A 28 September guest editorial in the Chronicle by David Friedlander, a Brooklyn resident and not a San Franciscan, extolled the proposal and bemoaned opposition from “labor concerns.”
The Chronicle declined to publish an editorial I wrote in response, and then declined to publish the letter to the editors I submitted on their instruction when they declined my editorial.
A self-proclaimed advocate for “market urbanism” and sometime writer for the conservative National Review, Scott Beyer, published a column in the business review Forbes entitled “San Francisco’s Bureaucracy, Unions Stifle Modular Housing for Homeless.” He complained not only of our opposition, but of codes that make construction more environmentally responsible.
Clearly business interests are served by attacks on unions in the name of “solving” homelessness.

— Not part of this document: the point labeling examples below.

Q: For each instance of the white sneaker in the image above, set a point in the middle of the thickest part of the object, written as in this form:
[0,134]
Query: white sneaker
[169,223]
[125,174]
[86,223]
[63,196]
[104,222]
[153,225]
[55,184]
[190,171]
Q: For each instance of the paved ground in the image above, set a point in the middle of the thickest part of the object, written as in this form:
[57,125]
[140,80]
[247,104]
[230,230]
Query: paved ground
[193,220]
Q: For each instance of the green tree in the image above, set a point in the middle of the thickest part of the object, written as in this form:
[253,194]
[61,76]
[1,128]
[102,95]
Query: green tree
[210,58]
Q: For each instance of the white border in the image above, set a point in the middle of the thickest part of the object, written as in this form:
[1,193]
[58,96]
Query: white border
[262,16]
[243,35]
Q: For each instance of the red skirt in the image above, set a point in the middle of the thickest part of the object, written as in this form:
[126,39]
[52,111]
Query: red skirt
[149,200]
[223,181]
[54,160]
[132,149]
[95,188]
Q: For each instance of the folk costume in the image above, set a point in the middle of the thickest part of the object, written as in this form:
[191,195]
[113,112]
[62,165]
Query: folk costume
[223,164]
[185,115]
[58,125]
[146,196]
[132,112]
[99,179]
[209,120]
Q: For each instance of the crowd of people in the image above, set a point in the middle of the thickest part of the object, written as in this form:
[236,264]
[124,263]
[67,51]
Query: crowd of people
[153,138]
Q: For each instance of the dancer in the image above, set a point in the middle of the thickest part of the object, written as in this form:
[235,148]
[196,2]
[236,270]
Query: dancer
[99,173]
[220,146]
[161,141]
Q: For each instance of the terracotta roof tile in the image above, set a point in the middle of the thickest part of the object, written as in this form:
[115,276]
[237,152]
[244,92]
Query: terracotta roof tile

It is not clear the interests of the homeless are served. The last thing such writers as Mr. Beyer and such publications as Forbes and the National Review would admit is what the Québec-Hartford comparison shows, that the free-market, small-government ethos they espouse has led to an American system that fails low-income residents. Instead, they advocate the for-profit “solution” of stacking substandard housing on scarce City land.
Nor does Mr. Kennedy’s proposal, which offers not permanent housing but somewhat upgraded temporary housing, fit the “housing first” model of addressing homelessness that San Francisco has decided to pursue. City resources should go to genuine homes for the homeless and to prevention of homelessness by protection of the homes of others.
And Mr. Kennedy has never agreed to accept tight restrictions on the use of his below-code modules to homeless transitional housing. He hopes to push his profit-making venture past its homeless “solution” beachhead and spread Chinese-made modular construction widely.
If the City wants to expend its limited resources in experiments with modular housing for the homeless, those experiments should not be first steps in curtailing the opportunities for construction careers for residents of underprivileged neighborhoods we have worked so long with the City to provide. They should instead expand those opportunities. A good job is always one of the strongest preventatives of homelessness.
If the City wants to risk those experiments, it should build the modules here, to its own codes, and inspect them with its own inspectors. We will happily cooperate to ensure that their construction provides entries to new careers for City residents.